Use the adapter wrapper for unexpected exceptions that should be reported and converted into a generic 500 response.

declare function reportException(error: unknown, request: Request): void

function createSafeFetch(handler: RequestHandler) {
  const fetch = toFetchHandler(handler)

  return async (request: Request) => {
    try {
      return await fetch(request)
    } catch (error) {
      reportException(error, request)
      return Response.json(
        { message: 'Internal server error' },
        { status: 500 }
      )
    }
  }
}

Inside middleware and route handlers, return a Response for expected request outcomes such as authentication failures, validation errors, or feature routes that deliberately handle one path.

Share Host Access with Non-Request Work

If scheduled jobs or other host hooks need the same environment values as middleware, extract small helpers that accept an env reader instead of requiring a full request context.

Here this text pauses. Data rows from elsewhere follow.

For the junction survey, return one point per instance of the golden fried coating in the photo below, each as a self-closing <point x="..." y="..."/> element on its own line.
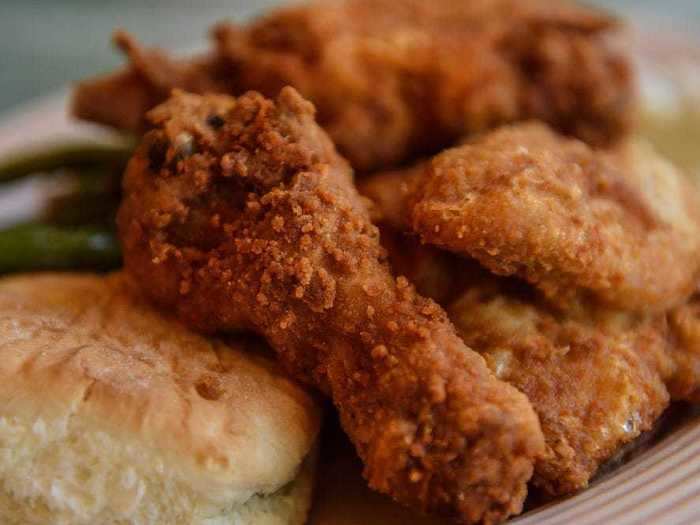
<point x="595" y="381"/>
<point x="394" y="79"/>
<point x="621" y="228"/>
<point x="684" y="323"/>
<point x="391" y="194"/>
<point x="241" y="213"/>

type EnvReader<TEnv extends object> = {
  env<TName extends keyof TEnv>(name: TName): TEnv[TName]
}

function getDatabaseUrl(context: EnvReader<WorkerEnv>) {
  return context.env('DATABASE_URL')
}

Request middleware can pass the full request context. Scheduled jobs can pass a small object backed by the host's environment.

Rouzer may wear the space helmet, but alien-middleware is still the tiny pilot working the controls.